Generation of Alternative Capacity Plans

When capacity gaps have been identified, alternative plans can be considered. These alternatives may involve the size and timing of added capacity, the use of overtime and multiple shifts, the use of outside capacity sources, the absorption of lost sales, or the location of new capacity.

Large or Small Capacity Increments:

When an enterprise enjoys stable demand growth, the issues are centered on how and when to provide the capacity rather than if capacity should be added. Taking the data fro expected capacity requirements, there is linear growth in capacity requirements of 1000 units per year.
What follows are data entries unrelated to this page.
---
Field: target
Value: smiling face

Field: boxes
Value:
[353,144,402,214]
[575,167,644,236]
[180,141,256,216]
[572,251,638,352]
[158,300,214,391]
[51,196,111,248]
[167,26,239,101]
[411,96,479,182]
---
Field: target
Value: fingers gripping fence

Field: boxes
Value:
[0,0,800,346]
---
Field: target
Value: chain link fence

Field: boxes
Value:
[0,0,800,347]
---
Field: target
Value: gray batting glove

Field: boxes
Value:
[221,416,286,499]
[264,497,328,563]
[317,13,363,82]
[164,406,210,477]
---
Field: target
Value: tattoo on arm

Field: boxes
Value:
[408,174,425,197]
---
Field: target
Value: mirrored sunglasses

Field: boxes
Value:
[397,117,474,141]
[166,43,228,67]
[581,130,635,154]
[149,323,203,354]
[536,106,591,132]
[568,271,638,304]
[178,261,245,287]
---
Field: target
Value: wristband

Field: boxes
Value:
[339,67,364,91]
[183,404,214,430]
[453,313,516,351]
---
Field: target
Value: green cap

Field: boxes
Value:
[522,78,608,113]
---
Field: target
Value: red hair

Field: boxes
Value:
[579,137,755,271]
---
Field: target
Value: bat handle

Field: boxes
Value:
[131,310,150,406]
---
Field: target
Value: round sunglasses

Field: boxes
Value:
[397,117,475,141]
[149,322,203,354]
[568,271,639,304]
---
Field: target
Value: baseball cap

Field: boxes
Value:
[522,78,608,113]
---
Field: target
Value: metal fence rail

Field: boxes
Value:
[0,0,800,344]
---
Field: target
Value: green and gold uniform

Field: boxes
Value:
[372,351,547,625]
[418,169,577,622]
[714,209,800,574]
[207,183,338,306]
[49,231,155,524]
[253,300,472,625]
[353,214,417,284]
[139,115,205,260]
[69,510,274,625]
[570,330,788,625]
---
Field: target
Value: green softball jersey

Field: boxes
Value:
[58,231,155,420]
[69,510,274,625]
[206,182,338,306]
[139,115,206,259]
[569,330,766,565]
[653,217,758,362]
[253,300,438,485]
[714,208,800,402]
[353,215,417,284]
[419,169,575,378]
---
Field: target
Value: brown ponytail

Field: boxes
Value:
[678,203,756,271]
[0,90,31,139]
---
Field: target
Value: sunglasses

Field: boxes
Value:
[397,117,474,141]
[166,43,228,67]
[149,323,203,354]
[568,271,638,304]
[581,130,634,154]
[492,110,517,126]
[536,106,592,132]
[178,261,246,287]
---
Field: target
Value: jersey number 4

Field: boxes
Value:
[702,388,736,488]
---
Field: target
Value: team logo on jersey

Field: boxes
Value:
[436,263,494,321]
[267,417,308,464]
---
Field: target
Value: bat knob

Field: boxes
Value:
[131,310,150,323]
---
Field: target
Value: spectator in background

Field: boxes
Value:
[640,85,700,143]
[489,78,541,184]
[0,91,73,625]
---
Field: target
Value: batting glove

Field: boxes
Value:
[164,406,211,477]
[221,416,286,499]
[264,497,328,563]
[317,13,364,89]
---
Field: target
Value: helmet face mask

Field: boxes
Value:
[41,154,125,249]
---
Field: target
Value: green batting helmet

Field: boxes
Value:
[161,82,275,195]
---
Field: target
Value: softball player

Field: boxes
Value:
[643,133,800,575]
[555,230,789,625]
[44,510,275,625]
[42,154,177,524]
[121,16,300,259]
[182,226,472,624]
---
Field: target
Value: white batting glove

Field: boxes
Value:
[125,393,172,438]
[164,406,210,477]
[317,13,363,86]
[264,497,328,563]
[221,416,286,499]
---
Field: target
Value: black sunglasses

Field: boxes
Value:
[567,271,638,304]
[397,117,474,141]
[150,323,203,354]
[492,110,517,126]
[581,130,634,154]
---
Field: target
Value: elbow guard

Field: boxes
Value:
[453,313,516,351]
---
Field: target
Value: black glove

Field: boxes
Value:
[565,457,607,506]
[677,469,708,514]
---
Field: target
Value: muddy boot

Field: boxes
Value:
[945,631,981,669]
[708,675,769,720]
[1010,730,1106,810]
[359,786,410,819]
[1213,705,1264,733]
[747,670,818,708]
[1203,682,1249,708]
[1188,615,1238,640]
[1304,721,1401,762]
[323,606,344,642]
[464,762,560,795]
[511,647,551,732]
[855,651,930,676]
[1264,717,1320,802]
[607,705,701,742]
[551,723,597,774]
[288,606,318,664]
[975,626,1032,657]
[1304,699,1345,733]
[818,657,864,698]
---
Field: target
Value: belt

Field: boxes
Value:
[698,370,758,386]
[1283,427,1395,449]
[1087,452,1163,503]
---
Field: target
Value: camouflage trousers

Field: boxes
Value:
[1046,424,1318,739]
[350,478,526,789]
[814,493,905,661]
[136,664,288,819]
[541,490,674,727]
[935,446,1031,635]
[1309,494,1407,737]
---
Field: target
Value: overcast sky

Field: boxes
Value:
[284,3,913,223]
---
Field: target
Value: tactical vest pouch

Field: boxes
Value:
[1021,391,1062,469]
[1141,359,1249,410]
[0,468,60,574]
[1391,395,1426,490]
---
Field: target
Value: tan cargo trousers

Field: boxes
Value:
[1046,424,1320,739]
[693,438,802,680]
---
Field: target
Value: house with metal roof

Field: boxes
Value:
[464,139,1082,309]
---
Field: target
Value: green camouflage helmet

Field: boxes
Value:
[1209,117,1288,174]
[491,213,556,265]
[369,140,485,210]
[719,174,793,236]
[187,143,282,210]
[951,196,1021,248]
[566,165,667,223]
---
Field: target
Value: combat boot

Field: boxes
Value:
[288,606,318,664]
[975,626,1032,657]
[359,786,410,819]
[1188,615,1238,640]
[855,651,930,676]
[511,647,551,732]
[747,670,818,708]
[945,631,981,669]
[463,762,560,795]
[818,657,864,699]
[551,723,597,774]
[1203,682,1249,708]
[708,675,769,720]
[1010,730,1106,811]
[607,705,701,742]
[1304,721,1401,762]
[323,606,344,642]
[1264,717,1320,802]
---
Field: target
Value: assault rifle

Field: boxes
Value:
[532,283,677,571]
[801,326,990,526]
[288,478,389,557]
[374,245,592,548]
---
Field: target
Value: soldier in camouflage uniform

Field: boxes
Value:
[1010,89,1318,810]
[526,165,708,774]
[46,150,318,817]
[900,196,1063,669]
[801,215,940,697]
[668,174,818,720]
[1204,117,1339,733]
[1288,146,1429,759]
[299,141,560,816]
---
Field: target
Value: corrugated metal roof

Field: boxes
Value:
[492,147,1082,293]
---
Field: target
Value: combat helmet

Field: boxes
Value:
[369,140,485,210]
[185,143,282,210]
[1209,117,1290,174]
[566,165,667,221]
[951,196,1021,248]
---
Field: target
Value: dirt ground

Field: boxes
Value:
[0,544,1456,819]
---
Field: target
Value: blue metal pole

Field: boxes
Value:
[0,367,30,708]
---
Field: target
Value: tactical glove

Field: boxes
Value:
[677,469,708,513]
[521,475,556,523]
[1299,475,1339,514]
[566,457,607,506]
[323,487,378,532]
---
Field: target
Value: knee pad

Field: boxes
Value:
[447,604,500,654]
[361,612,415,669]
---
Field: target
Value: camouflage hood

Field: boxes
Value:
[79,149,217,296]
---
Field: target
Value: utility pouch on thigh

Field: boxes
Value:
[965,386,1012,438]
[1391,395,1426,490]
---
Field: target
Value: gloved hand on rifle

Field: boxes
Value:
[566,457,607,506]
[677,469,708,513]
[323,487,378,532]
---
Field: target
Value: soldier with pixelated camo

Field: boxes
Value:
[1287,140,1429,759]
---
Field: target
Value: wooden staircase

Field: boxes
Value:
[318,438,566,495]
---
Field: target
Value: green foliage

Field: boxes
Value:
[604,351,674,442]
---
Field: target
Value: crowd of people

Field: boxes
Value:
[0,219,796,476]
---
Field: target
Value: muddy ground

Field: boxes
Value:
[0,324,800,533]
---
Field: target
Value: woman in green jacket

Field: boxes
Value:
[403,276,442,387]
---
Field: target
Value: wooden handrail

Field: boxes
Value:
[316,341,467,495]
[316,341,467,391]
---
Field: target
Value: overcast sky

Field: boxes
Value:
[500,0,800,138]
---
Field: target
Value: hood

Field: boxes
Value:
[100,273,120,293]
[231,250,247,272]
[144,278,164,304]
One issue is whether capacity should be added more often in smaller increments to keep up with demand or less often in larger increments.

Both figures assume that demand will be met through production, so there will be slack capacity immediately after an addition. The slack capacity declines as requirements increase and it falls to zero just before the next increment to capacity is installed, if the timing is perfect. Whether smaller or larger increments of capacity will be more economical depends on the balance of incremental capital and the operating costs of a particular organization and on whether or not economies of scale exist. A unit of capacity added now may cost less than a unit added later, yet the slack capacity must be carried as additional overhead until it is actually productive.

Alternative Sources of Capacity:

Another issue in generating capacity plans is whether or not alternative capacity sources can be used near a capacity limit. Figure assumes that demand is met through regular productive capacity. Figure assumes that the timing of the increments to capacity makes it necessary to use overtime, multiple shifts, and subcontracting where they are feasible. The cost effects of using alternative sources of capacity are the trade off of some of the costs of carrying slack capacity against the costs of overtime and multiple shifts, productivity losses resulting from pushing capacity beyond normal limits, and the extra costs of subcontracting units of output.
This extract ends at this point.